0
votes

I'm glad that you have read my thread. Thank you very much.

My question is about ARM NEON.

First question is about the register's size.

I'd like to know "Apple A6" and "Cortex A15" 's actual SIMD register size.

Second question is about the SIMD instruction's cycle.

I assume that lot of ARM processor's NEON register has 64bit.

According to manual, "As dual view, it's 128 bit wide"

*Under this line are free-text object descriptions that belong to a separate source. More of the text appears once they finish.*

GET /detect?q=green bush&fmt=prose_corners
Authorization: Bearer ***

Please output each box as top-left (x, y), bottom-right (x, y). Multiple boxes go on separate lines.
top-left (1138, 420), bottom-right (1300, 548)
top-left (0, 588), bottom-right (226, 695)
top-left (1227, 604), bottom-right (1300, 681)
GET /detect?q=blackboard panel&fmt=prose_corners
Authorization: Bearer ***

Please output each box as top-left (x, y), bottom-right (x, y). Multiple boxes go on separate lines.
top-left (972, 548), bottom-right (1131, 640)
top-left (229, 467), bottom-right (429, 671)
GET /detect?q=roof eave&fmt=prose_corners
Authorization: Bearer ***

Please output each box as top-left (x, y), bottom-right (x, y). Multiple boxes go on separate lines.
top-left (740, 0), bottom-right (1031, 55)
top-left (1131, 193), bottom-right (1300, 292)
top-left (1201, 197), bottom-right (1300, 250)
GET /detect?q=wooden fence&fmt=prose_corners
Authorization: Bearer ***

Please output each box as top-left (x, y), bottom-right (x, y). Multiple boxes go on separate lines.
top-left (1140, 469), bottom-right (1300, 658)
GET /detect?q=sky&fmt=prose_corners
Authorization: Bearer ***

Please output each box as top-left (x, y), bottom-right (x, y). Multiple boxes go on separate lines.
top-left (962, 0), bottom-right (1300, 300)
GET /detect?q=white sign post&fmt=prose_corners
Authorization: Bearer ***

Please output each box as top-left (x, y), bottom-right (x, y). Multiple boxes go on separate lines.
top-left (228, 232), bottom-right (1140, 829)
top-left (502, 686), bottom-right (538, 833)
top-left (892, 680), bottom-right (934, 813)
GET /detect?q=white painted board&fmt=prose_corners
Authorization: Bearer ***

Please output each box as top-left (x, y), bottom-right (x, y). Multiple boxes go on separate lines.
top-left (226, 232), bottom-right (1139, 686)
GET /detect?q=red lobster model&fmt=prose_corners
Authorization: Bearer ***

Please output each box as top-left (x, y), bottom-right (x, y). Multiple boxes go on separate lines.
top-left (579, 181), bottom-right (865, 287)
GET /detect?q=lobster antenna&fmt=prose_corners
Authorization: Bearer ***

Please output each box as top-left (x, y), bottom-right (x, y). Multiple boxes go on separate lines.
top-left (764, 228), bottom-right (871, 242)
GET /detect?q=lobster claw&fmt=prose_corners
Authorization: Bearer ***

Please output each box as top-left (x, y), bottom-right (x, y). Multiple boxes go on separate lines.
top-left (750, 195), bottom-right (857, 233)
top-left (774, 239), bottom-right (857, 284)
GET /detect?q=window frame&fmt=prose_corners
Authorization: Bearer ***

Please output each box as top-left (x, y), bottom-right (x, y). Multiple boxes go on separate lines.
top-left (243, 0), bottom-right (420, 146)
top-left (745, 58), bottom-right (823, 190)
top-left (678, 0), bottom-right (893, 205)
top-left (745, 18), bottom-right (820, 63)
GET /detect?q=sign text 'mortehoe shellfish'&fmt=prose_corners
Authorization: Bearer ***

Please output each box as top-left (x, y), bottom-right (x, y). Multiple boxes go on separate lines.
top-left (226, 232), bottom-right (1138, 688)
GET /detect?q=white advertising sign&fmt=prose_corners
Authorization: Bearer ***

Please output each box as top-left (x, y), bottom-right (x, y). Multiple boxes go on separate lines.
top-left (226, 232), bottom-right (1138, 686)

Is it means even if I use 4 x 32bit value at 2 of 64 bit NEON registers ,

It'll be processed at one cycle?

I'd like to know different cycle between 128 bit NEON and 64 bit NEON.

Thank you!

1
All this should be covered in excruciating detail in the CPU manuals, shouldn't it? I mean, that's what a CPU manual is for. - cHao
cHao // Did you find Apple A6's Manual? - Henrik
Nope. I didn't look for it. That's your job. :) - cHao
First , I asked here because I couldn't find it, anything that related about Apple A6. - Henrik
Second, Following question is about the cycle. I need some expert person's answer who has specify knowledge about processing cycle on NEONSIMD instruction. - Henrik

1 Answers

1
votes

It depends on the instruction executed.

As a general rule of thumb, simple ALU instructions require no more cycles dealing with Q registers than D registers, but multiply and/or permute instructions need twice the cycles when operating on Q registers. You should also be aware that very often the results in the lower 64-bits of Qd are available earlier than the ones in the upper half.

I don't think Apple's A6 behaves much differently than the "original" CA-15 when it comes to cycles. And since they all share the very same ISA, you can be assured that the registers are the same within the ARMv7 architecture.